Larry Penny, the town's resource director, doesn't think so. (At least about the Montauk Monster.)
"It could be a dog," he said. "Or, looking at the picture, we thought it could be a raccoon that was skinned and has its upper jaw missing."
The elongated paws -- and the presence of trappers in the town -- led him to the conclusion, he said.
But William Wise, director of Stony Brook University's Living Marine Resources Institute, after looking at the photo and consulting with a fellow biologist (who knows land creatures), disagrees.
He knows what it isn't.
A raccoon. ("The legs appear to be too long in proportion to the body.")
A sea turtle. ("Sea turtles do not have teeth.")
A rodent. ("Rodents have two huge, curved incisor teeth in front of their mouths.")
He said the general body shape looks like a dog or other canine ("Coyote?"). But that the "prominent eye ridge and the feet" don't match.
He said the feet and face look "somewhat ovine" -- that would be like a sheep -- but sheep don't have sharp teeth.
Wise's best, educated guess: "A talented someone who got very creative with latex."
In other words, a fake -- which would place Wise with the skeptics. (Many of whom believe the image could have been manipulated with computer software.)

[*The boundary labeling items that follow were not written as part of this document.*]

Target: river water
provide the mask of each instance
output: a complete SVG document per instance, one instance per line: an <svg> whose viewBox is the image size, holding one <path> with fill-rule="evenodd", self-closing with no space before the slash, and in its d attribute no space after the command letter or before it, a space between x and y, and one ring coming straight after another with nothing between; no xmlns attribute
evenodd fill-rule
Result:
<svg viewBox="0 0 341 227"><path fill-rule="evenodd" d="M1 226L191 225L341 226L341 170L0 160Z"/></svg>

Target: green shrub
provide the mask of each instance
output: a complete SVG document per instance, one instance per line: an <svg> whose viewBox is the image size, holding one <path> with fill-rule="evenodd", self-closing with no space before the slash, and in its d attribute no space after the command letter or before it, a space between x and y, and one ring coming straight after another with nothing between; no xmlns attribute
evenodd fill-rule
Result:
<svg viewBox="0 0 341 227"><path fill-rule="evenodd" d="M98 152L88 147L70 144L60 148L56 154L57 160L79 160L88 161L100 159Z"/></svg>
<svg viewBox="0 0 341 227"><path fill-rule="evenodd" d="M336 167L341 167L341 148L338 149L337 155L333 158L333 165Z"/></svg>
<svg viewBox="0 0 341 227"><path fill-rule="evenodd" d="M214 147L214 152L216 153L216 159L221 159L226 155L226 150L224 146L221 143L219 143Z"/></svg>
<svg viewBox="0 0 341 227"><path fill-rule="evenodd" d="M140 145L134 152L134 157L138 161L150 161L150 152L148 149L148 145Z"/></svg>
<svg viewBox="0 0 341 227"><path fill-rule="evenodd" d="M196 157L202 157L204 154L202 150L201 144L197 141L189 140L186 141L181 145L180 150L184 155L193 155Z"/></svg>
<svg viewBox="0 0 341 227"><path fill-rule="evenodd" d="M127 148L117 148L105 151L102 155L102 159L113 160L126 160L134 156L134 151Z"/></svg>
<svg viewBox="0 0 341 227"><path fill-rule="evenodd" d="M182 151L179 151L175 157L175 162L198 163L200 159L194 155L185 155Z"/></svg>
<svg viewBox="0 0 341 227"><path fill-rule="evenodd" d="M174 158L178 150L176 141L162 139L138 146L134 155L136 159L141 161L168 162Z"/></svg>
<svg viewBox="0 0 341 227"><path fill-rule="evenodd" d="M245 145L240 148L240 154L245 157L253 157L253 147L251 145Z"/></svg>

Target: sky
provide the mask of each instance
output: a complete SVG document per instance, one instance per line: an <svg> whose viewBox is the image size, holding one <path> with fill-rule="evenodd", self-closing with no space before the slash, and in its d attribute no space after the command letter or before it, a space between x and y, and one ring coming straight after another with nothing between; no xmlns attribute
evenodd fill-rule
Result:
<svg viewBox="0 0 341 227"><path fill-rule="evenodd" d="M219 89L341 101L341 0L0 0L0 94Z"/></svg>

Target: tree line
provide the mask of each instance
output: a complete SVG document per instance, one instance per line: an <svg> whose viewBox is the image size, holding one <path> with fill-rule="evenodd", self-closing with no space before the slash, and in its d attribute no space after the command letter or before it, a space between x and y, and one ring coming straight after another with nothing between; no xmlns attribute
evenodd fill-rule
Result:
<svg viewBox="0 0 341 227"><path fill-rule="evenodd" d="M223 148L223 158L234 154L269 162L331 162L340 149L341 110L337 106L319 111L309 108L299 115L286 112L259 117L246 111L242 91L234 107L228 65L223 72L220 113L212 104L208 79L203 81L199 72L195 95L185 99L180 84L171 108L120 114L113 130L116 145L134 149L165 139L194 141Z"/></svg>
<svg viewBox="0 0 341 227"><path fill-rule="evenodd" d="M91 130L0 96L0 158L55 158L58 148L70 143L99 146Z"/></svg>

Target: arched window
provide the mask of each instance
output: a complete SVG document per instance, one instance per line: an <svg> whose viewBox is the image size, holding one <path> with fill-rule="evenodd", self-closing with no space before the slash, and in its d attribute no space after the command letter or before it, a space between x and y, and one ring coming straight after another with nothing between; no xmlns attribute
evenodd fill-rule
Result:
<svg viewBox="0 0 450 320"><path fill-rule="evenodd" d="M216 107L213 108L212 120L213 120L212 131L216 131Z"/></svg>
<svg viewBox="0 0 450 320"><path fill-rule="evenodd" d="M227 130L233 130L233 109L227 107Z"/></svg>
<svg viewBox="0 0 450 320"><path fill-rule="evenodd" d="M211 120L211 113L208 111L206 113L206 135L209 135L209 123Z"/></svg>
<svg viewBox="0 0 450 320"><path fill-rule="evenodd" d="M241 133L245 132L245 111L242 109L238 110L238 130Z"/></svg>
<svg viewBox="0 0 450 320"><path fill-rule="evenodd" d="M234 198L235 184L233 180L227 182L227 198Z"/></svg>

But Wise also offered what he called a next-best guess: "A dog or coyote that was diseased and has been in the sea for a while."
So which is it?
Something real? Something imagined? Without the body, no body can say.
And where's the Montauk Monster now?
Hewitt said she knows.
"A guy took it and put it in the woods in his backyard; he has a big backyard," she said. "The thing is rotting there."
But she wouldn't say who; wouldn't say where.
The beastie's a legend now. Fodder for campfire tales, T-shirts and stuffed animals.